OPick: Onchain Prediction Market Protocol
OPick is a live opinion market on Base mainnet. It auto-classifies 1.2M+ X posts a day through the Anthropic API and settles attention-index markets onchain, with no manual intervention.
OPick is a live onchain opinion market on Base mainnet. Built solo, end to end. It auto-classifies 1.2M+ X posts a day through the Anthropic API and settles weekly attention-index markets onchain with no manual intervention.
Polymarket and Kalshi trade on resolved events, not on the underlying attention. There was no liquid market for attention itself. The motivation was twofold: to know whether attention could be priced as an asset class, and to open the ability to create prediction markets to more people, in the spirit of what Polymarket made possible on the trading side.
Each market is a CPMM: reserves of YES and NO tokens encode the implied probability through the constant-product invariant. A nightly classifier pipeline pulls public-figure posts and routes them through Claude Haiku, with a Sonnet fallback for ambiguous cases, aggregating into a per-figure weekly attention index written to a Solidity oracle on Base. Stack: Solidity (Foundry), Python orchestration, Next.js on Vercel, Anthropic API.
Live on Base since March 2026. About 60 days of continuous daily operation, six weekly settlement cycles completed across six public-figure tickers. Total monthly inference cost in the low double-digit dollars.
The classifier output is a tuple of topic and engagement multiplier, so the system needs three evals: the topic classifier, the engagement multiplier, and the end-to-end index.
For the topic classifier, a labeled eval set of 100 hand-labeled posts spanning the six public figures the index currently covers gives approximately 87 percent accuracy and approximately 0.84 F1. The dominant failure mode is posts with media attachments where the text alone is ambiguous. After adding a media-description preprocessing step that captions images and video frames before the classifier runs, accuracy moved to approximately 92 percent.

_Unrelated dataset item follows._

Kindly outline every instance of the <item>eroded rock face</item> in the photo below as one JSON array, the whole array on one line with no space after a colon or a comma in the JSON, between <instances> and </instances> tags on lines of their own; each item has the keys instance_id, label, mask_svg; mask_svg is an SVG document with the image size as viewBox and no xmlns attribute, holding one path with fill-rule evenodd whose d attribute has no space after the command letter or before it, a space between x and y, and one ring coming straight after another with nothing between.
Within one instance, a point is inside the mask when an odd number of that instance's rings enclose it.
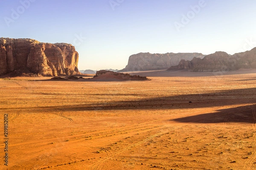
<instances>
[{"instance_id":1,"label":"eroded rock face","mask_svg":"<svg viewBox=\"0 0 256 170\"><path fill-rule=\"evenodd\" d=\"M94 81L143 81L149 80L146 77L118 73L107 70L98 71L92 80Z\"/></svg>"},{"instance_id":2,"label":"eroded rock face","mask_svg":"<svg viewBox=\"0 0 256 170\"><path fill-rule=\"evenodd\" d=\"M125 68L119 71L165 69L177 65L181 60L191 60L195 57L203 58L204 56L200 53L139 53L130 56Z\"/></svg>"},{"instance_id":3,"label":"eroded rock face","mask_svg":"<svg viewBox=\"0 0 256 170\"><path fill-rule=\"evenodd\" d=\"M78 59L71 44L0 38L0 75L17 70L43 76L76 74L79 73Z\"/></svg>"},{"instance_id":4,"label":"eroded rock face","mask_svg":"<svg viewBox=\"0 0 256 170\"><path fill-rule=\"evenodd\" d=\"M169 70L186 69L192 71L221 71L240 68L256 68L256 48L243 53L229 55L224 52L194 58L191 61L182 60L178 65Z\"/></svg>"}]
</instances>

For the engagement multiplier there is not yet a clean eval harness. Ground truth for "engagement-weighted attention" is unobservable, so the current proxy is correlation with downstream market activity in the corresponding CPMM. That proxy is contaminated by reflexive effects. The next step is a synthetic eval: sample posts from accounts of varying follower counts but identical content type and check the multiplier responds in the expected direction.
The end-to-end eval is the hardest. The honest summary is that I know the topic classifier within calibration, I have a proxy for the multiplier, and I am still building the index-vs-subsequent-media-activity eval.
Solidity (Foundry) for the contracts on Base. Python orchestration through a single cron-triggered entry point, no queue, no worker pool, no agent framework. Anthropic API as the cognitive substrate: Claude Haiku 4.5 as primary classifier for cost reasons, with a Sonnet fallback for posts the Haiku classifier flagged as ambiguous. Next.js on Vercel for the front.
The first lesson is that for an AI-native protocol, the choice of underlying determines the architecture, not the other way around. Once topic-weighted engagement was the underlying, the AI classifier became the highest-leverage component and everything else became scaffolding around it. The right entry point for systems like this is the model layer, because that determines the eval surface, which determines what trust looks like.
The second is that the boring orchestration choice almost always beats the sophisticated one. The simplest version (a cron, a single Python entry point, no queue) is what is in production. Every operational pain since launch has come from complexity I added later, not complexity I should have added earlier.
The third is that the eval framework belongs before the protocol, not after. Retrofitting evals onto a production system is the wrong direction.
The dominant classifier failure mode was posts with media attachments where the text alone was ambiguous. The mitigation, implemented after the first eval pass, was a media-description preprocessing step that captions images and video frames before the classifier runs. After the change, classifier accuracy moved from approximately 87 percent to approximately 92 percent.